The important thing to understand from this example is that:

  • Many HistoryTabs can be created and work independently
  • HistoryTabs only cares about the data the hash represents, it is not aware of the defined routes.

This last point is especially important for the next section.

Defining routes

can.route( route, defaults ) is used to create routes that update can.route's attributes. For example:

can.route(":type",{ type: "recipes" })

route is a parameterized url hash to match against. Specify parameterized url parts with :PARAM_NAME like "recipes/:recipeId". If the hash matches the route, it sets the route's attributes values to the parameterized part. For example:

can.route("recipes/:recipeId");
window.location.hash = "!recipes/5";
can.route.attr('recipeId') //-> "5"

defaults is an object of attribute-value pairs that specify default values if the route is matched but a parameterized value is missing or not provided. The following shows a default value filling in a missing parameterized value:

can.route(":type",{ type: "recipes" })
window.location.hash = ""
can.route.attr("type") //-> "recipes"

The following shows defaults being used as extra values when a route is matched:

can.route("tasks/:id",{type: "tasks"})
window.location.hash = "!tasks/5"
can.route.attr("type") //-> "tasks"
can.route.attr("id")   //-> "5"

Using can.route on HistoryTabs, we can specify a pretty url and default tabs to select with the following routes:

can.route(":component",{
  component: "model",
  person: "mihael"
});

can.route(":component/:person",{
  component: "model",
  person: "mihael"
});

This sets up the following behavior:

selected component value selected person value example hash
model mihael "#!" (empty hash)
model or view mihael "#!model"
model brian or justin "#!/brian"
model or view brian or justin "#!model/brian"

Routing Independence

The next example shows a history-enabled issues page. The user can filter issues and select an individual issue to get more information from.

The example shows how separate widgets can respond to overlapping route properties. It creates separate Nav, Issues, and Details controls that respond to filter and id attributes.

Nav responds to filter.
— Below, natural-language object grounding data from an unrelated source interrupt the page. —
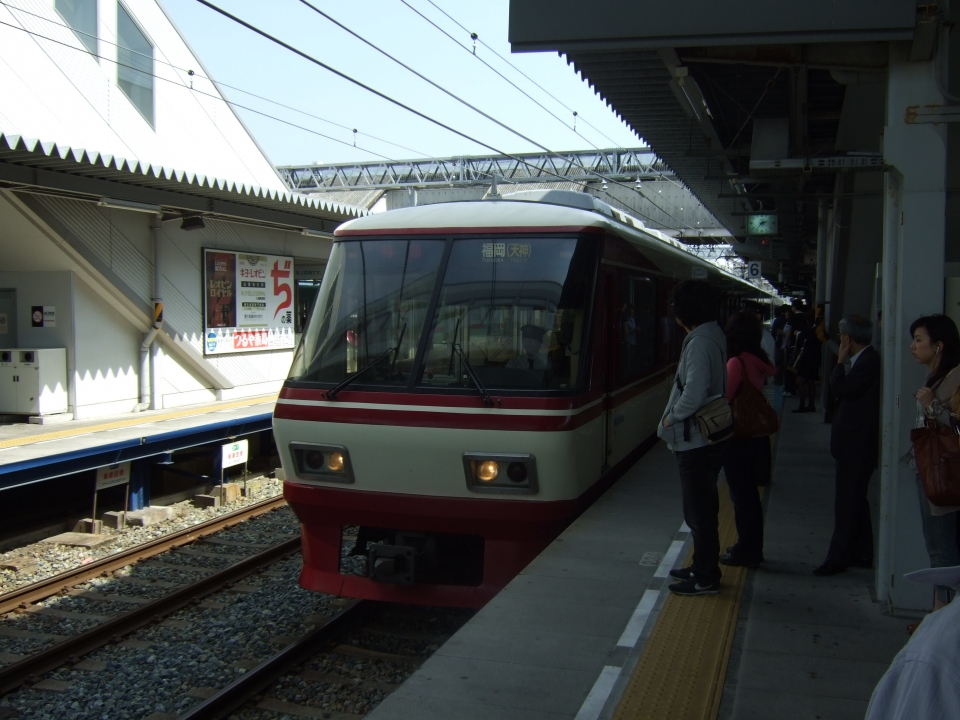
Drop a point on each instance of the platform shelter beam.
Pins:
(914, 244)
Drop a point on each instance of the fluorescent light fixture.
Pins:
(193, 222)
(130, 205)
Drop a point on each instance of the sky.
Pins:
(236, 56)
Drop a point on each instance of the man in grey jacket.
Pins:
(701, 378)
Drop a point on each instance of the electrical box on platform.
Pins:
(33, 381)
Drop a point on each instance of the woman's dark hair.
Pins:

Issues responds to filter and id. Details responds to id.

Read more about this example on CanJS's recipes page.

Setup and Teardown

The Observe delegate plugin can add even more power to routes. With it, you can listen to more specific observe changes.

For example, you can listen to when the type property is "issues" like:

can.route.delegate("type=issues","set",function(){
  // CODE
})

Within a can.Control, this looks like

"{can.route} type=issues set" : function(){
  // code
}

You can also listen to when a value is added, set, or removed from can.route like:

"{can.route} module add" : function(){
   // show modules
},
"{can.route} module set" : function(){
  // highlight selected module
},
"{can.route} module remove" : function(){
   // remove modules
}

This is used in the following example to show modules when a module is selected (by clicking "Login") and remove them when module is unset (by clicking "Logout").

Conclusion

can.route is not an ordinary url-matching routing helper. It understand that routes reflect the state of an application and allows that state to be represented by an object, letting the developer listen to specific property changes on that object. It does all this, while still providing the basic syntax covered in part1.

can.route reflects the duel nature of CanJS - start easy then scale.